14. März 2024

Wie TV-Macher jetzt düstere Zukunftsvisionen wagen

BERLIN (dpa-AFX) - Krimis gehen immer. Und auch Heimatfilm-artige Produktionen gelten als Geheimwaffen des deutschen Fernsehens. Gewagt erscheint im deutschen TV-Markt dagegen alles, was davon abweicht und zum Beispiel Genres wie Horror, Fantasy oder Science-Fiction zuzuordnen ist.
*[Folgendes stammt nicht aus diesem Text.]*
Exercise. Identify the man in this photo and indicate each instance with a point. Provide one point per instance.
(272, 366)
Nun laufen in diesem Frühling jedoch gleich zwei aufwendige Produktionen, die Near-Future-Szenarien zum Thema haben.

Bei Sky (und dem Streamingdienst Wow) startet die siebenteilige, dystopische Dramaserie "Helgoland 513" (ab 15.3.), die im Jahr 2039 spielt. Und im Ersten ist bald die vierte Staffel der Medizinserie "Charité" zu sehen, deren sechs Folgen 2049 angesiedelt sind (ARD-Mediathek ab 5.4.; TV ab 9.4.).

"Das Genre "Near Future" konzentriert sich darauf, Zukunftsszenarien aufzuzeigen und ihre Auswirkungen auf Mensch und Gesellschaft durchzuspielen", sagt die Politikwissenschaftlerin Isabella Hermann, die das Buch "Science-Fiction zur Einführung" herausgebracht hat. Das hinterfrage die Gegenwart und rege zum Nachdenken an. "Aktuelle Herausforderungen werden meist ins Negative extrapoliert, etwa Entmenschlichung durch fortschreitende Technik oder die Gefährdung von Demokratie und Freiheit durch Populismus", sagt Hermann. Das biete Raum für mitreißende Dramaturgien und Storys.
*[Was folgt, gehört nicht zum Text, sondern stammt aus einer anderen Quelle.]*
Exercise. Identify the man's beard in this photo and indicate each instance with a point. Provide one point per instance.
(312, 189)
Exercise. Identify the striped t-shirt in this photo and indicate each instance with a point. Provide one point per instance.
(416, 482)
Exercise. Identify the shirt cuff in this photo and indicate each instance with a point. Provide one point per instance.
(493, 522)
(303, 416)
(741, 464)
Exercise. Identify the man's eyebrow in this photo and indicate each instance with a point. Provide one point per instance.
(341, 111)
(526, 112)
Im Fall von "Charité" produzierte die Firma Ufa Fiction im Auftrag von ARD Degeto, Arte und MDR, gedreht wurde viel im sonnigen Portugal.
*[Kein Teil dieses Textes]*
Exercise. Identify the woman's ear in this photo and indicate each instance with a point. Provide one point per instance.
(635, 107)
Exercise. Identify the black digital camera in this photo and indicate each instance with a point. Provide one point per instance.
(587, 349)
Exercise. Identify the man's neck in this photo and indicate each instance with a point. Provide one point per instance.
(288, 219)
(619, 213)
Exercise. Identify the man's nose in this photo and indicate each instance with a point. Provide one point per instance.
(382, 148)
"Medizingeschichte der Zukunft schreiben, geht das überhaupt? Das müssen am Ende natürlich wieder die Zuschauerinnen und Zuschauer entscheiden", lässt sich der ARD-Koordinator Fiktion, Jörg Schönenborn, im zugehörigen Presseheft zitieren. Doch die Staffel sei mit viel Sorgfalt recherchiert und packe Erkenntnisse von heute über Chancen und Herausforderungen der Medizin von morgen in eine plausible Erzählung. "Diese Zeitreise in eine Welt, in der uns manche Frage begegnet, die uns schon heute beschäftigt, hat das Zeug dazu, Gesprächsstoff zu liefern und im besten Sinne anregend zu unterhalten."

Klimawandel und Polyamorie in Berlin

Kommt das gut an beim deutschen TV-Publikum, wenn Serien nicht im Hier und Jetzt, sondern in 25 Jahren spielen? Werden die bislang Millionen Zuschauerinnen und Zuschauer von "Charité" die neuen Ansätze akzeptieren?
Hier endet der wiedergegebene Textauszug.